Previously there are some discussion over community for this, but I didn't find any right solution.
Kindly advise.
17-03-23 06:56 PM
Hi Madhu Garg,
It seems you are looking to eliminate the entire row basis on one Column Value for example see below collection - you would want to remove the entire row basis on the ID if you find that ID duplicate and doesn't matter what data comes after that ID duplication.
These can be easily done via Code Stage as below - First we need to Sort the Data (Collection Manipulation Object Action) you can find the VBO here if you don't have it : https://digitalexchange.blueprism.com/dx/entry/3439/solution/utility---collection-manipulation
Then call the custom code to remove the entire row basis on the column you want to check it for. For creating a custom code - You can add an action in one of your extended objects for collection manipulations, make sure you have correct external references for Dll and their Namespaces listed in Initialise stage, please follow below approach:
Code for Custom Action : Add an action in existing collection manipulation extended objects or create a new object if not already.

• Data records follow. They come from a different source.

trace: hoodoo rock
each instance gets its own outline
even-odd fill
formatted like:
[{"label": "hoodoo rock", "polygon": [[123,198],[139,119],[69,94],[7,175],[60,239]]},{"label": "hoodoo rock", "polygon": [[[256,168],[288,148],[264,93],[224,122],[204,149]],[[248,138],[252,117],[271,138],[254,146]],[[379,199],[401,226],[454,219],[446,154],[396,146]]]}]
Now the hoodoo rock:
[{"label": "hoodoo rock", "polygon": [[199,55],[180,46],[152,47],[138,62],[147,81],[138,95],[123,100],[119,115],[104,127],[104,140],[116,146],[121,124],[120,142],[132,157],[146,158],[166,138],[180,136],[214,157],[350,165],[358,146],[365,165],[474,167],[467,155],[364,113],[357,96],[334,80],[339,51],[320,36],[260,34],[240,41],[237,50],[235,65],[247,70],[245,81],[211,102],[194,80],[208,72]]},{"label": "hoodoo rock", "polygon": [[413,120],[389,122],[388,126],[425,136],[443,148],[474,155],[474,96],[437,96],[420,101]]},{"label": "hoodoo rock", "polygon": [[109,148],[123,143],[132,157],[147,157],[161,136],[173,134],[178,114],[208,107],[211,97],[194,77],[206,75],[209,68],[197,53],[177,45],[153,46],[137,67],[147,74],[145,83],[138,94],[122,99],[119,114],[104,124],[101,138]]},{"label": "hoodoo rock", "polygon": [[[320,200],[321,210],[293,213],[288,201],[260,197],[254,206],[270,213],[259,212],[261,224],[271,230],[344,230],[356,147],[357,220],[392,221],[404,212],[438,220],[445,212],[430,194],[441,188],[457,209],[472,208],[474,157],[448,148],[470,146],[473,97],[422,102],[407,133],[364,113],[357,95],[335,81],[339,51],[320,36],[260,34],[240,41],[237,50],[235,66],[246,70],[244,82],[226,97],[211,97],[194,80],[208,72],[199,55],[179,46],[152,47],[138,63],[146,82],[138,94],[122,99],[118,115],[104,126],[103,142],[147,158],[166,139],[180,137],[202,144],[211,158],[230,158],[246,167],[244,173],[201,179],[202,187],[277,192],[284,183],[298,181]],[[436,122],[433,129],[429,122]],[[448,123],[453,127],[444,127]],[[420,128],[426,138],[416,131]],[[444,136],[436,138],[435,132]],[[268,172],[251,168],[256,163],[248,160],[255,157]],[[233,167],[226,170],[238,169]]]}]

Add a Code Stage.
Set Inputs as : Collection Name and Column Name and Set Output.
Write the Code in Code Stage:
System.GC.Collect()
'filteredCollection=RawData.clone()
'filteredCollection=RawData.DefaultView.ToTable(true, columnToCheck)
dim count as integer=rawData.rows.count-1
dim i as integer =0
dim rowIndex as integer
for rowIndex = rawData.rows.count-2 to 0 step rowIndex-1
if rawData.rows(rowIndex).item(columnToCheck1)=rawData.rows(rowIndex+1).item(columnToCheck1)
rawData.rows(rowIndex+1).delete
end if
next
filteredCollection=rawData.copy()
Publish and move back to process and Sort your collection which needs duplication removal and call the above action.
Results:
Cases where only single column values are to be checked for duplication row elimination - you can follow above approach for for multiple column check there are additional threads where I have said about duplication elimination depending on number of columns, if you have more than two or three columns validation for duplication elimination, you can refer that as well and observe how code changes - the code just adds few more conditions to check pretty much straight forward- refer https://community.blueprism.com/discussion/remove-duplicate-rows-based-on-3-column-names?ReturnUrl=%2fcontent%2fallrecentposts
------------------------------
Kindly up vote this as "Best Answer" if it adds value or resolves your query in anyway possible, happy to help.
Regards,
Mukesh Kumar - Senior Automation Developer
NHS England, United Kingdom, GB
------------------------------
05-01-24 03:13 PM
Great suggestion, worked perfectly. I personally had to tweak the code because I wanted to change the name of the Inputs and Outputs - very useful VBO addition.
29-04-24 04:17 PM
Hi BP team, can we please get this action added to the native Utilty-Collection VBO as this is very common scenario where the user wants to delete the duplicate rows and should be available in out-of-box utility.